From: Asmus Freytag (asmusf@ix.netcom.com)
Date: Wed May 07 2003 - 17:30:41 EDT
At 03:17 PM 5/7/03 -0400, John Cowan wrote:
>Q: What's the difference between canonical and compatibility decomposition?
>
>A: Replacing a character by its canonical decomposition, which is either
>one or two characters long, does not destroy information, and makes no
>practical difference for most purposes.
>
>Replacing a character by its compatibility decomposition, which may be
>of any length, does destroy information, but typically transforms the
>character into better-known characters that may be easier to process.
Actually, that describes the ideal - in the historic process of creating
and maintaining these decompositions, that ideal has been compromised.
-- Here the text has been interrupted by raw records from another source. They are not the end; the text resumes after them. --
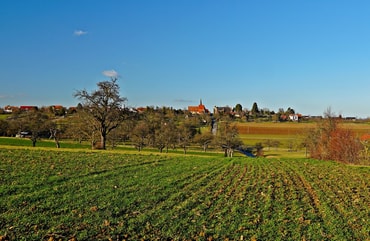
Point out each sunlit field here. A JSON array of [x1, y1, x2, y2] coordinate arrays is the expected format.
[[0, 148, 370, 240]]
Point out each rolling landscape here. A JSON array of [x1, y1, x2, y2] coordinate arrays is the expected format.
[[0, 0, 370, 241]]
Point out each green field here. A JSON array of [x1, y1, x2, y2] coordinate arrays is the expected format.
[[0, 149, 370, 240]]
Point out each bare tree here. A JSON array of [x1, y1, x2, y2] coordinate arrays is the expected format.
[[217, 121, 243, 157], [74, 77, 126, 149]]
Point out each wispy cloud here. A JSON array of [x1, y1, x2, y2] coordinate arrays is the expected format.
[[175, 99, 194, 103], [103, 69, 118, 78], [73, 29, 87, 36]]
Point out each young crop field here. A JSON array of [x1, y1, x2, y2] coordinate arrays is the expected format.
[[0, 149, 370, 240]]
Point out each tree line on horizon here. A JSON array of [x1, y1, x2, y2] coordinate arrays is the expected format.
[[0, 78, 368, 163]]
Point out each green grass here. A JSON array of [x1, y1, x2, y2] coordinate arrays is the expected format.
[[0, 149, 370, 240]]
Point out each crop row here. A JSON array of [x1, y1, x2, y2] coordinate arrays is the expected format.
[[0, 150, 370, 240]]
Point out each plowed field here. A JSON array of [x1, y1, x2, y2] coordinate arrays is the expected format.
[[0, 150, 370, 240]]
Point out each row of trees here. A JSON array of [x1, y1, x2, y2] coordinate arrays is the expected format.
[[0, 78, 366, 163], [0, 78, 249, 156]]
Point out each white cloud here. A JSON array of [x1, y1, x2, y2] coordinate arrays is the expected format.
[[73, 30, 87, 36], [103, 69, 118, 78]]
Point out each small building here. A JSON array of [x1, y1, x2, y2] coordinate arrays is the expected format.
[[213, 106, 233, 115], [188, 99, 209, 114], [19, 105, 39, 111]]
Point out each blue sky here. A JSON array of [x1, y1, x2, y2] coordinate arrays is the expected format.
[[0, 0, 370, 117]]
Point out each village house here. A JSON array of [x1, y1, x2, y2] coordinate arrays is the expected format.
[[188, 99, 209, 114]]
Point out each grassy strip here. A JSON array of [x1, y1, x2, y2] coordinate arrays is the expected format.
[[0, 149, 370, 240]]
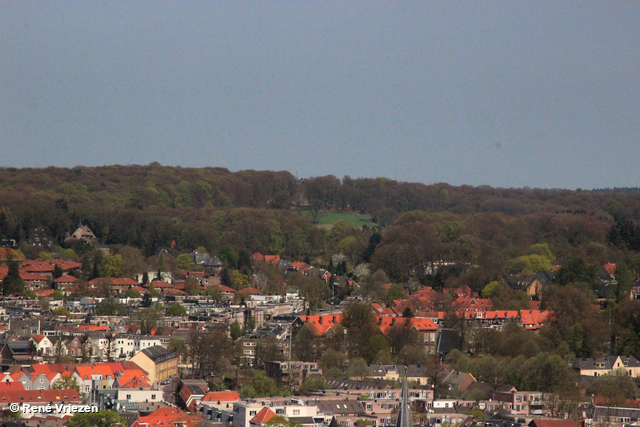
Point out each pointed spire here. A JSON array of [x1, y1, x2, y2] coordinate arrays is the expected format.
[[396, 366, 413, 427]]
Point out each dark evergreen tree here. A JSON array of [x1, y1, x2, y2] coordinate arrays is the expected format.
[[81, 255, 91, 278], [141, 292, 153, 307], [327, 258, 336, 274], [53, 264, 62, 280], [90, 251, 102, 279], [238, 249, 253, 276], [220, 267, 232, 287], [362, 232, 382, 262], [2, 259, 24, 295]]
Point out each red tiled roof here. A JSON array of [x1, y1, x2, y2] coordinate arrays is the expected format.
[[202, 391, 240, 402], [0, 248, 24, 261], [300, 313, 344, 336], [249, 406, 277, 424], [376, 316, 438, 335], [53, 276, 78, 283], [20, 271, 48, 282], [238, 286, 262, 295], [0, 389, 82, 405], [131, 407, 203, 427]]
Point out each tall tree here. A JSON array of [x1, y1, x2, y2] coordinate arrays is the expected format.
[[2, 257, 24, 295]]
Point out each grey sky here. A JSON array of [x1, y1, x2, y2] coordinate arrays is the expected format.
[[0, 1, 640, 188]]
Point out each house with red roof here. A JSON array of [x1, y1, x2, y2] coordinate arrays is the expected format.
[[20, 272, 49, 291], [453, 296, 493, 311], [178, 384, 209, 412], [53, 276, 80, 295], [264, 255, 280, 266], [201, 391, 240, 406], [376, 316, 440, 354], [249, 406, 277, 427], [131, 406, 204, 427], [0, 247, 25, 262], [297, 313, 344, 336], [29, 335, 53, 356], [238, 286, 262, 295], [0, 389, 82, 416]]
The canonical decompositions were applied to CJK compatibility characters,
essentially negating their purpose, and causing big practical problems in
all environments where they are used. It's arguable that they should have
been made compatibility decompositions.
The compatibility decompositions of positional Arabic forms in principle
don't destroy any information - applying their compatibility decompositions
makes little practical difference. As far as compatibility decompositions
go, they
are as close to canonical as they come.
Finally there are surprisingly many contexts in which applying
compatibility decompositions doesn't merely destroy some information about
the character, but can radically alter or destroy the meaning of the text.
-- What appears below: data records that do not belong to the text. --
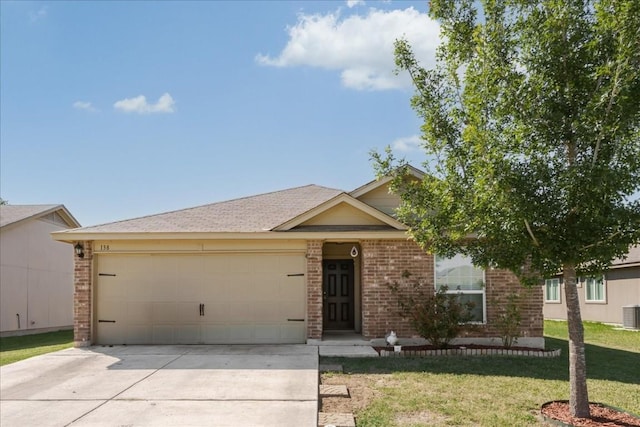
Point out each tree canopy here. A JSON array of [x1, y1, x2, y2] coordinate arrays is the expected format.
[[374, 0, 640, 416]]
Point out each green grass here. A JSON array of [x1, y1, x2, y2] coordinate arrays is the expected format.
[[0, 330, 73, 366], [323, 322, 640, 427]]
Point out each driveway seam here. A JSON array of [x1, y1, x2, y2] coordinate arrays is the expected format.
[[65, 353, 184, 427]]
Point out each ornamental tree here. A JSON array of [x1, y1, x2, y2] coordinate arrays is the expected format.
[[373, 0, 640, 418]]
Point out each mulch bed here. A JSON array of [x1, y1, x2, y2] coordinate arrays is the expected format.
[[540, 400, 640, 427], [373, 344, 542, 354]]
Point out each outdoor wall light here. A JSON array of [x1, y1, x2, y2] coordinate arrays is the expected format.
[[73, 242, 84, 258]]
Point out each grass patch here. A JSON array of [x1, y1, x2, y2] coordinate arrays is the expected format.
[[0, 330, 73, 366], [323, 322, 640, 427]]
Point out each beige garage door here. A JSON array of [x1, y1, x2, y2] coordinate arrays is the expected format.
[[95, 254, 306, 344]]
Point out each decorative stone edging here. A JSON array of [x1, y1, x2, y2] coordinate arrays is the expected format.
[[380, 348, 560, 357]]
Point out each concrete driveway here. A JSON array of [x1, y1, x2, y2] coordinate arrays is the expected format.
[[0, 345, 318, 427]]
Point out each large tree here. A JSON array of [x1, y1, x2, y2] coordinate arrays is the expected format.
[[374, 0, 640, 418]]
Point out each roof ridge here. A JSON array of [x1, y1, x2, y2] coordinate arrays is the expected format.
[[75, 184, 344, 228]]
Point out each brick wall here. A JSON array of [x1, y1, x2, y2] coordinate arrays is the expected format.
[[361, 240, 433, 338], [73, 242, 93, 347], [307, 240, 322, 339], [361, 240, 543, 338]]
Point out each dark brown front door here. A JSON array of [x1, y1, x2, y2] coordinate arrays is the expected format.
[[322, 259, 354, 330]]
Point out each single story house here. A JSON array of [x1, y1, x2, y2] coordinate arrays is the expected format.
[[544, 246, 640, 324], [52, 170, 544, 347], [0, 205, 80, 336]]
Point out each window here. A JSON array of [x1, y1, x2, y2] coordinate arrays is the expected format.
[[584, 276, 606, 302], [544, 279, 561, 302], [435, 255, 485, 322]]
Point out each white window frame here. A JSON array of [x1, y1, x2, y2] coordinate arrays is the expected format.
[[583, 275, 607, 304], [544, 277, 562, 304], [433, 254, 487, 325]]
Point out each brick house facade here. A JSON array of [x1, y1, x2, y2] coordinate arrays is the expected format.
[[53, 172, 544, 347]]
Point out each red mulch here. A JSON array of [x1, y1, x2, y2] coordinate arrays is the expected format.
[[373, 344, 539, 354], [541, 401, 640, 427]]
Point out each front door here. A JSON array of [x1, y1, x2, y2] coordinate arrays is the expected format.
[[322, 259, 354, 330]]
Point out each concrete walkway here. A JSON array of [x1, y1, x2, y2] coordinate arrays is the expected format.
[[0, 345, 318, 427]]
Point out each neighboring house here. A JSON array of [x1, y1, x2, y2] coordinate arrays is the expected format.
[[0, 205, 80, 336], [53, 170, 544, 347], [543, 246, 640, 324]]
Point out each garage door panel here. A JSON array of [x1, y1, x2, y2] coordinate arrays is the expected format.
[[227, 324, 256, 344], [280, 301, 304, 319], [201, 324, 230, 344], [98, 323, 126, 344], [174, 323, 201, 344], [280, 322, 307, 344], [96, 253, 306, 344], [253, 304, 285, 324], [151, 325, 176, 344], [227, 302, 254, 322], [127, 279, 153, 302], [203, 301, 233, 323], [151, 302, 179, 324], [124, 323, 153, 344], [126, 301, 153, 325]]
We would be better off with a different classification: (*)
- informationally equivalent
- semantically equivalent (or semantically neutral)
- simplifying (or fuzzy equivalent)
The first would be limited to a core of current canonical decompositions
The second would contain the CJK compatibiliy (canonical) decompositions, the
Arabic positional form (compatibility), etc.
The third would contain the remainder, but would be augmented by other
types of fuzzy equivalence not currently in compatibility mappings.
Mappings (foldings) like HalfWidth/FullWidth folding either go into the
semantically neutral category or they may need a category of their own.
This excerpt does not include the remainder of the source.